Once you've determined your daily calorie intake, it's important to choose a keto diet goal. To lose weight, you need to subtract 500 kcal from the resulting figure, to gain muscle mass, add 500 kcal.

Then we calculate the required daily amount of proteins, fats and carbohydrates. Carbohydrates should not be more than 10%, you should try to get the missing calories not at the expense of fat, but at the expense of protein. It sounds complicated enough, but again, with the help of an online food diary, anyone can check the ratio of KBJU in the diet.

Let's take a calculation example. A woman weighing 60 kg, the percentage of fat is 20 (you can determine the percentage of fat visually or using a special analyzer). The daily calorie intake was 2000. To lose weight, subtract 500, we get 1500 kcal per day. Let's calculate BJU. For 1 kg of muscle mass, 2, 2 g of protein (4 kcal), 0, 4 g of carbohydrates (4 kcal) are needed, the remaining kilocalories are left for fat at the rate of 9 kcal per 1 g of fat. So, 60kg - 20% = 48kg of muscle mass.

Protein 2, 2 * 48 \ u003d 106 g (424 Kcal)

Carbohydrates 0. 3 * 48 \ u003d 19 g (76 Kcal)

1500-424-76 \ u003d 1000 kcal, which is about 110 g of fat per day.

Simplified instructions

Adherence to the formulas for calculating the menu is necessary for people whose lives are related to training. For people who are far from sports, there is an easier option to determine the diet with a ketogenic diet. There are two lists: these are recommended and prohibited products.

keto diet foods

Recommended products:

  • Meat
  • Bird
  • Fish
  • Dairy products
  • peanuts
  • Cheese
  • Vegetables (except potatoes, beets and legumes)

Prohibited:

  • Any sweets, incl. sugar
  • Bakery products
  • Pasta
  • Fruit, incl. dried fruit
  • cereals

With a keto diet, you need to monitor the amount of carbohydrates in your food. This information can be obtained from the product packaging (if it is a finished food product) or by looking at the nutrition tables. In general, you should give preference to products that contain no more than 10 g of carbohydrates per 100 g. Following this rule, it is quite easy to make a list of products to buy and develop a menu for a week.

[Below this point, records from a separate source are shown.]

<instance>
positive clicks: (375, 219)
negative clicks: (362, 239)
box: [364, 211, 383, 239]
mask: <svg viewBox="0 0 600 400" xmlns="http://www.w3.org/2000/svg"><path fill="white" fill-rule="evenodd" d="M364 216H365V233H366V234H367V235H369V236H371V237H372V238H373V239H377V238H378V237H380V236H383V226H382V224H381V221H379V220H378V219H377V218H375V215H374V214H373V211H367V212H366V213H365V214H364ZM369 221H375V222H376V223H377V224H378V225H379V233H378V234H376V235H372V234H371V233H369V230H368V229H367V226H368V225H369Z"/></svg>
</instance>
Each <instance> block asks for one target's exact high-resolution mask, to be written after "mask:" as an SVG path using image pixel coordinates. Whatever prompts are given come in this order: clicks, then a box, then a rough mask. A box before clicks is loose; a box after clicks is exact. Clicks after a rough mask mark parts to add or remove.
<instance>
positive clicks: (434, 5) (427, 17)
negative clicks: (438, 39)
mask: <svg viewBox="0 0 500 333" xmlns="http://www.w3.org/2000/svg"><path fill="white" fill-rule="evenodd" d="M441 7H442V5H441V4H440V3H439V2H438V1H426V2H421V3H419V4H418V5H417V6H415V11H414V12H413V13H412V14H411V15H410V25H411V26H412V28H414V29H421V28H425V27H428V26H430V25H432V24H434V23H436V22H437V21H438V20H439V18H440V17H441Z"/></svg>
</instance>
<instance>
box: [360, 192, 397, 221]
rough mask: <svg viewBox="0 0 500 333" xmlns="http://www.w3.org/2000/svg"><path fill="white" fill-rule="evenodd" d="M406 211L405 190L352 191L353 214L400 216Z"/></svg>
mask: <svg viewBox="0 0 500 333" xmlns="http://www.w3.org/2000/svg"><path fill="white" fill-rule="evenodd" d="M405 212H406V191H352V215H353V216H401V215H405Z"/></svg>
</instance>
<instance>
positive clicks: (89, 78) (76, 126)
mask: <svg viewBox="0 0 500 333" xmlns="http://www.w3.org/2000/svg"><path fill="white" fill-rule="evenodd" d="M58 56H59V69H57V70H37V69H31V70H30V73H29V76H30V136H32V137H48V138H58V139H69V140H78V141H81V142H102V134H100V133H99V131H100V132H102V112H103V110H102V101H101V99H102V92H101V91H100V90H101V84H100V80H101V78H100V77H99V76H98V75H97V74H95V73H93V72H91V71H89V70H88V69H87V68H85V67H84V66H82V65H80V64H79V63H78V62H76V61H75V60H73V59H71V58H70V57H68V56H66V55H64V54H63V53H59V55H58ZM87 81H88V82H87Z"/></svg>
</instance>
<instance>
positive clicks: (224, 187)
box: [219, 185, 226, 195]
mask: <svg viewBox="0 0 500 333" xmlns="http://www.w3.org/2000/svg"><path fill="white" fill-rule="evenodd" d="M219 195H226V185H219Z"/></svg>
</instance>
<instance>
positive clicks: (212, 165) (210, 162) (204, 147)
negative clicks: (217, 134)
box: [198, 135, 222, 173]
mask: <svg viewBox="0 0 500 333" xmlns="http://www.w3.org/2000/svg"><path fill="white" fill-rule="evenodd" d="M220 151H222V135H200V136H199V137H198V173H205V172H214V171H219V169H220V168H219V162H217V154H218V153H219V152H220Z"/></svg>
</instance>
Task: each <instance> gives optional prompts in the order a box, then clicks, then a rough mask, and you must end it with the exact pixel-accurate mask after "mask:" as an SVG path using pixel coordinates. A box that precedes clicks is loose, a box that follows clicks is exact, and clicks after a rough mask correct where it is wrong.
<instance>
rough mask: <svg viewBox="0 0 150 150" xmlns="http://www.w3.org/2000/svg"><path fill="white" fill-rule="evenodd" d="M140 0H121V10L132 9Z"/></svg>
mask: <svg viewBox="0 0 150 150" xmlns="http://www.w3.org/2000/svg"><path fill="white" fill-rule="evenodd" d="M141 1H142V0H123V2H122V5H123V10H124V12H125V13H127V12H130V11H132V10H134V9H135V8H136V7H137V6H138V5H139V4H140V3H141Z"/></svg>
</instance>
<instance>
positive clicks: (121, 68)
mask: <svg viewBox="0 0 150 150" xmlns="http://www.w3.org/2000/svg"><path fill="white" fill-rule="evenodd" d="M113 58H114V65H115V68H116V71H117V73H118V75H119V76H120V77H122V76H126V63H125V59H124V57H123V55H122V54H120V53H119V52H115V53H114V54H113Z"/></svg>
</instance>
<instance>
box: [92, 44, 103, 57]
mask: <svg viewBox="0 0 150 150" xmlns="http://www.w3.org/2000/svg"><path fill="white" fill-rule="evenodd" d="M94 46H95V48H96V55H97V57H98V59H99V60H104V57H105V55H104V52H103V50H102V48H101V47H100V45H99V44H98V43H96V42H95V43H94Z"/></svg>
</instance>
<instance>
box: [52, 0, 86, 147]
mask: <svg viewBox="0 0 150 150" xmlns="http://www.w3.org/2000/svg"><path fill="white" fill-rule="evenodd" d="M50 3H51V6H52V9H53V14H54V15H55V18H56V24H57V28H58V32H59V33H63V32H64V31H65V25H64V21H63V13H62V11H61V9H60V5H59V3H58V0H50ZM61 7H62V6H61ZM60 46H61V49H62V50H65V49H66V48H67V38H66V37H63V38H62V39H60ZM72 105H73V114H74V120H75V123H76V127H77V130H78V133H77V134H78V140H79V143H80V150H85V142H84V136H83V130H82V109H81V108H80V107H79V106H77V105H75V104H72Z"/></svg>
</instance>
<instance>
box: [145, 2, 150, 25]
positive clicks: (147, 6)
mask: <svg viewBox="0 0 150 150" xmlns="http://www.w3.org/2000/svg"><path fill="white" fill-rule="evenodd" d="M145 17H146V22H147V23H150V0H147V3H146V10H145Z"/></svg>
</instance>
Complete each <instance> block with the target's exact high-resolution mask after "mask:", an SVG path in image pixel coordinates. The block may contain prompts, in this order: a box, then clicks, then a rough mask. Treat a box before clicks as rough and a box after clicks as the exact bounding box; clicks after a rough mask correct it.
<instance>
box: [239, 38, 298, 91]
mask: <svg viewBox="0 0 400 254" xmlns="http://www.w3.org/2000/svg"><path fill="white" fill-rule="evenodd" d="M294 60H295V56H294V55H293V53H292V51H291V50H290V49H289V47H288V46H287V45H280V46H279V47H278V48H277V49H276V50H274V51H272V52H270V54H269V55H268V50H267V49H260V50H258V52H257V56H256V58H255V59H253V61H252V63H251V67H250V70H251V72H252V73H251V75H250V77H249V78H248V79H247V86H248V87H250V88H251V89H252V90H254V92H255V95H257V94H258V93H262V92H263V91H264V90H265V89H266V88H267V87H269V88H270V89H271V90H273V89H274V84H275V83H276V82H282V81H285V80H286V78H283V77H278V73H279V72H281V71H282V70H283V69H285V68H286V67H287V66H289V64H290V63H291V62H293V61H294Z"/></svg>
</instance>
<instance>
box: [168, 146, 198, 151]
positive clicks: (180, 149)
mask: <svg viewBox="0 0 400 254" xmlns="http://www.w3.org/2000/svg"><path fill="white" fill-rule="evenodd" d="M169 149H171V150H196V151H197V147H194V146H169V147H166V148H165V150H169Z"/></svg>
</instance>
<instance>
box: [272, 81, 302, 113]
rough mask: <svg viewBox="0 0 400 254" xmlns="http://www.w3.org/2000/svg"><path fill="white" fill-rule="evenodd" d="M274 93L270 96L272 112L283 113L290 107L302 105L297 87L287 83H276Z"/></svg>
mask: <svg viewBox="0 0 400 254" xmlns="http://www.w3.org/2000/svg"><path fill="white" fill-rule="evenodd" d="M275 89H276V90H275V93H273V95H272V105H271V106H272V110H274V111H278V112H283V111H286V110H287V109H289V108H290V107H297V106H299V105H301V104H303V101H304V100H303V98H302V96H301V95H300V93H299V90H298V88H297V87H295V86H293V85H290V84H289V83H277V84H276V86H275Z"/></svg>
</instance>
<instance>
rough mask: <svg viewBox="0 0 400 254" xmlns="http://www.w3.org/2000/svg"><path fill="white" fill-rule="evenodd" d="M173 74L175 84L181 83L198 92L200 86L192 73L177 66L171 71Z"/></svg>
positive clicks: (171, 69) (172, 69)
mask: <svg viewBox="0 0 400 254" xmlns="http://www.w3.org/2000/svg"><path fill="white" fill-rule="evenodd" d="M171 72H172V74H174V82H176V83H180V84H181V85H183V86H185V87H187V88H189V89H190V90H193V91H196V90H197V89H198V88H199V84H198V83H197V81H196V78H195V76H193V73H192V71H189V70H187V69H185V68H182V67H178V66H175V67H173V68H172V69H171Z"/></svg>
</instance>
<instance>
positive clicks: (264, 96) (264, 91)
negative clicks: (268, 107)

Example of a keto diet menu

weight loss principles on a keto diet

Option 1:

  • Breakfast: omelette with cheese.
  • Lunch: vegetable soup with chicken broth, a piece of rye bread.
  • Afternoon snack: yogurt.
  • Dinner: stewed beef, fresh vegetable salad.

Option 2:

  • Breakfast: cottage cheese with sour cream.
  • Lunch: boiled chicken breasts with buckwheat.
  • Afternoon snack: nuts.
  • Dinner: salmon with vegetables, baked in foil.

During the day, it is necessary to drink enough water (about 2 liters per day). Unsweetened tea and coffee are allowed. In addition, it is recommended to eat fiber to normalize digestion processes.

Contraindications

Low-carbohydrate diets are dangerous due to their load on the liver, kidneys and cardiovascular system. So, for people who have problems with these organs, the keto diet is contraindicated. Also, people suffering from constipation and other digestive problems shouldn't follow the ketogenic diet. Healthy people need to consume additional vitamin and mineral complexes while on the keto diet.

The effect of the ketone diet

Reviews and results suggest that only the first 3-4 days are difficult on a keto diet. At this time, the body is restructuring itself into a ketogenic regime, so you can experience a feeling of weakness, dizziness. In the future, these negative effects disappear and the fat burning process begins. To get a good result, the diet must be followed for at least 3 weeks.

Those who have already followed a ketogenic diet notice that there is no feeling of hunger. Also, at the end of the diet, sugar cravings decrease. The body gets used to being sugar-free during the diet, which helps develop healthy eating habits. If you look at photos of people before and after a diet, you can notice the appearance of relief in the body. This is especially evident in those who do not forget physical exercises. The ketone diet is perfect for athletes, as well as anyone who wants to have a slim body!